Create an async main function
Because the Infobip Rust SDK is async, we need to create an async main with the help of Tokio:
#[tokio::main]
async fn main() {
}
Create a sysinfo::System object
The System object will help us gather resource usage details. Make sure you check the sysinfo crate, which has a lot of system properties it can monitor.
let sys = System::new_all();
Read system details in a loop
We need to run the System.refresh()
function to update system properties and detect anomalies.

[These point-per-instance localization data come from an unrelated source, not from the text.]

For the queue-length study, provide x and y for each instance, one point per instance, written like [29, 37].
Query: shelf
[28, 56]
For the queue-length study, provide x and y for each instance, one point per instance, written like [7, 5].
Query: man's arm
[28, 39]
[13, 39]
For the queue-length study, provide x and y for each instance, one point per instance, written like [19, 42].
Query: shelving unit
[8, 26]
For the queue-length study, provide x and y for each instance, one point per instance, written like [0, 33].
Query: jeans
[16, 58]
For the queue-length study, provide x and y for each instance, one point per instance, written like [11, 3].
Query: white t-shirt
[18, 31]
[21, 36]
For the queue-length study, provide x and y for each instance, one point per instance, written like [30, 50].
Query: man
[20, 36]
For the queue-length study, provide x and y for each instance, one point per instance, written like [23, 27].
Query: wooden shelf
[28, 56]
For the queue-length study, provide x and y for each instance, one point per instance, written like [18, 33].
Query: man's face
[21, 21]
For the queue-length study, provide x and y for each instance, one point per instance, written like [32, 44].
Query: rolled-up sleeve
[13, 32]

To refresh at regular
intervals, we are using Tokio’s interval
, which runs async and can run while we send WhatsApp alerts over the network
without stopping the program execution.
let mut interval = time::interval(Duration::from_secs(args.refresh_interval_secs));
// ...
loop {
// Refresh CPU for accuracy.
sys.refresh_cpu();
interval.tick().await;
sys.refresh_all();
Check for usage beyond threshold and alert
After gathering system info, we check if all CPU cores are within limits. If they are outside limits, we send an alert with the send_alert() function.
for (i, cpu) in sys.cpus().iter().enumerate() {
let usage = cpu.cpu_usage();
if usage > args.cpu_usage_threshold {
cpus_high_cycles[i] += 1;
if cpus_high_cycles[i] >= args.cycles_for_alert
&& cpus_ok_cycles[i] >= args.cycles_between_alert
{
cpus_ok_cycles[i] = 0;
handles.push(send_alert(format!(
"{ts} {hostname}: High CPU{i} usage: {usage:.1}%",
)));
}
} else {
cpus_high_cycles[i] = 0;
cpus_ok_cycles[i] += 1;
}
}
To prevent flooding your phone with messages, we implemented a couple of simple counters, cpus_high_cycles
and cpus_ok_cycles
, that prevent sending alerts after every high usage spike. For an alert to trigger, a number of
consecutive high measures must have been taken, and there should be a number of consecutive non-high measures to
separate one anomaly from another. For checking memory, we follow the same logic.
Send the alert if usage is high
The special feature of this monitor is implemented in the send_alert()
function, which is called when there’s an
anomaly. Here’s the code for it:
async fn send_alert(message: String) {
let client = WhatsappClient::with_configuration(Configuration::from_env_api_key().unwrap());
let request_body = SendTextRequestBody::new(
env::var("WA_SENDER").unwrap().as_str(),
env::var("WA_DESTINATION").unwrap().as_str(),
TextContent::new(message.as_str()),
);
let response = client.send_text(request_body).await.unwrap();
println!("Alert: {message} => HTTP response: {:?}", response.status);
}
The above code creates a message and then sends it to the server. For this code to work correctly, we need to set four environment variables, which you can retrieve from your account:
IB_API_KEY=<your-api-key>
IB_BASE_URL=<your-base-url>
WA_SENDER=<your-whatsapp-sender-number>
WA_DESTINATION=<your-whatsapp-phone-number>
The IB_API_KEY
and IB_BASE_URL
variables are needed to initialize the Infobip SDK, while WA_SENDER
and
WA_DESTINATION
are the ones we use for our specific use case.
Run the project
Because we are using simple text WhatsApp messages, we need prior user engagement with the user to send messages. Send a message from the phone to the sender number with any text. Check the endpoint documentation for more information.
Once you send the message, run the project with cargo or with the command line:
cargo run
That’s it! The process will run forever until you kill it.
Customizing execution
The default command will run with the default parameters. We implemented a few command line options to customize the usage
thresholds, refresh frequency and the required positive cycles to trigger an alert. Run with -–help
to get a summary
of the available parameters.
cargo run -- --help
I hope you find this monitor helpful or that it helps you to create your own awesome one. In case you find any errors or you want to know more about response details, please check Infobip Response Status and Error Codes Reference.